No dia seguinte, Heinz Wachsmut, um operário que trabalhava para uma companhia local de escavação, recebeu a ordem de ajudar os SS a construir plataformas de madeira sobre as quais os cadáveres dos prisioneiros eram cremados.
Segundo Wachsmut, os corpos estavam cobertos por horríveis ferimentos provocados por queimaduras. Assim como Clare Werner, Wachsmut relata que muitos habitantes da região se queixaram de dores de cabeça, e que muitos deles cuspiam sangue.
Segundo o relato de Wachsmut, vários oficiais SS de alta patente contaram às pessoas que uma experiência havia sido realizada com alguma coisa nova, uma coisa a respeito da qual o mundo inteiro logo estaria falando. É claro, não houve qualquer referência a armas nucleares.
Será que Stalin ouviu relatórios sobre a arma?
E o que dizer das 700 vítimas, supostamente prisioneiras do campo de concentração, que, segundo Karlsch, teriam morrido durante os testes?
Essa estatística impressionante nada mais é que uma estimativa baseada na quantidade de locais onde se procedia à cremação dos corpos, até onde Wachsmut consegue se lembrar.
Contudo, na data da suposta detonação da bomba, no campo de concentração de Ohrdruf, que era parte do complexo mais amplo de Buchenwald, foram registrados não mais que 35 mortos.
Um outro elemento de prova que Karlsch menciona é um relatório dos serviços de espionagem do exército soviético que foi redigido em março de 1945.
Segundo este documento, que cita uma "fonte confiável", os alemães "provocaram duas importantes explosões em Turíngia". E o espião soviético acrescentou: presume-se que as bombas continham urânio 235, um material utilizado na fabricação de armas nucleares, e que elas produziram um "efeito fortemente radioativo".
Os prisioneiros de guerra que se encontravam à proximidade do local da explosão foram mortos, "e, em muitos casos, os seus corpos foram completamente desintegrados".
Os espiões do Exército Vermelho manifestaram a preocupação de que o exército alemão pudesse "tornar a nossa ofensiva mais lenta" com a descoberta desta nova arma.
O fato de o ditador Josef Stalin ter recebido apenas uma das quatro cópias deste relatório mostra que o Kremlin não levou essas notícias tão a sério assim.
Infelizmente, o documento que Karlsch apresenta é de uma qualidade tão questionável que não permite determinar claramente se o relatório que descreve as explosões foi redigido antes ou depois da detonação que Clare Werner diz ter testemunhado.
O que é mais importante, contudo, é que aquilo que Clare Werner garante ter visto não poderia ser uma detonação de uma bomba do tipo daquela que o informante alemão descreveu para o serviço de espionagem do Exército Vermelho.
Aquele tipo de artefato teria exigido vários quilogramas de urânio fortemente enriquecido, que os alemães não possuíam, conforme acreditam todos os especialistas, inclusive Karlsch.
Existe um único especialista que, conforme esperam o autor e o seu editor fanfarrão, pode dar sustentação às teorias de Karlsch.

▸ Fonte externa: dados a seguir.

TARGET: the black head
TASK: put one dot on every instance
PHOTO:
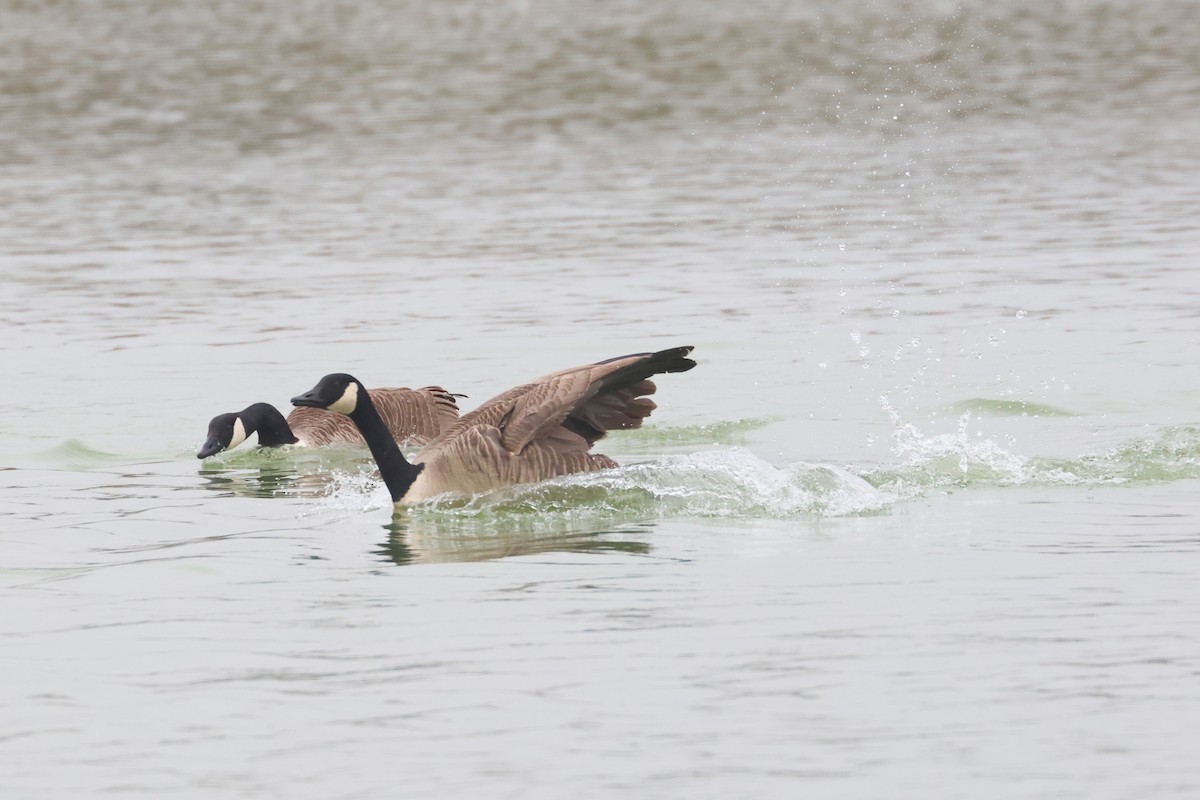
(336, 392)
(226, 432)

Uwe Keyser, um engenheiro de física nuclear que trabalha no Instituto Federal de Física e de Tecnologia de Braunschweig, na Alemanha, está analisando atualmente amostragens do solo da área do campo de concentração de Ohrdruf.

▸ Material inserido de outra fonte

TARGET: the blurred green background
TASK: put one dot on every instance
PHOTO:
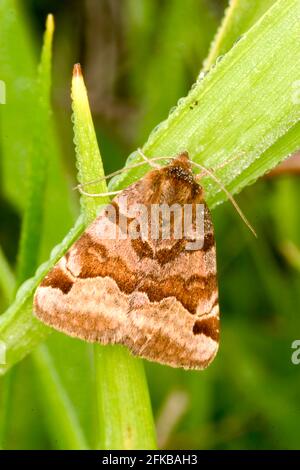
(139, 57)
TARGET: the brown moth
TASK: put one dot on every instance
(153, 295)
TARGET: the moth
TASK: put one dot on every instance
(153, 295)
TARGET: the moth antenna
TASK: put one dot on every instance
(110, 193)
(228, 194)
(148, 160)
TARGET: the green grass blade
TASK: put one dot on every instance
(19, 329)
(240, 16)
(240, 109)
(120, 378)
(18, 71)
(124, 406)
(88, 158)
(32, 225)
(59, 411)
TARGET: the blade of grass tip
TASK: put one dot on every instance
(32, 224)
(124, 410)
(261, 116)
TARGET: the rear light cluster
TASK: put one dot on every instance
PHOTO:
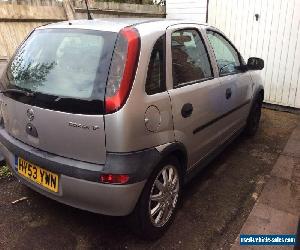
(114, 178)
(122, 69)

Keyser acredita que os níveis de radioatividade das substâncias que ele conseguiu detectar até agora são suficientemente atípicos para que a explosão de um dispositivo nuclear simples não seja descartada.

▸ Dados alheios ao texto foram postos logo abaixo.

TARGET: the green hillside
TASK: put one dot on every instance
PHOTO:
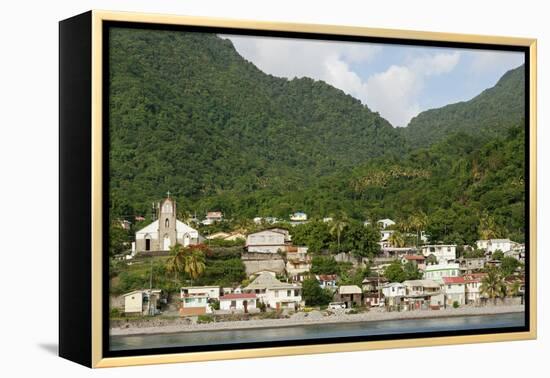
(487, 115)
(188, 114)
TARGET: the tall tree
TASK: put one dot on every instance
(339, 223)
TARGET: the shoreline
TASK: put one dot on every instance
(313, 318)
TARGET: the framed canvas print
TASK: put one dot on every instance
(234, 189)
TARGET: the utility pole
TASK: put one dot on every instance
(150, 287)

É claro, a radioatividade que Keyser diz ter detectado poderia também ter sido causada por processos que ocorrem normalmente na natureza, ou por algum material que foi abandonado pelas forças soviéticas que estiveram estacionadas em Ohrdruf até 1994, ou ainda por partículas radioativas que foram geradas pelo desastre de Chernobyl, em 1986, ou mesmo por testes com armas nucleares que teriam sido realizados por uma das superpotências.
Keyser afirma que ele precisa de "cerca de um ano" para desenvolver uma análise mais precisa. Ele também precisa de alguém que "assine embaixo" suas teorias, e que continue a pagar as suas contas.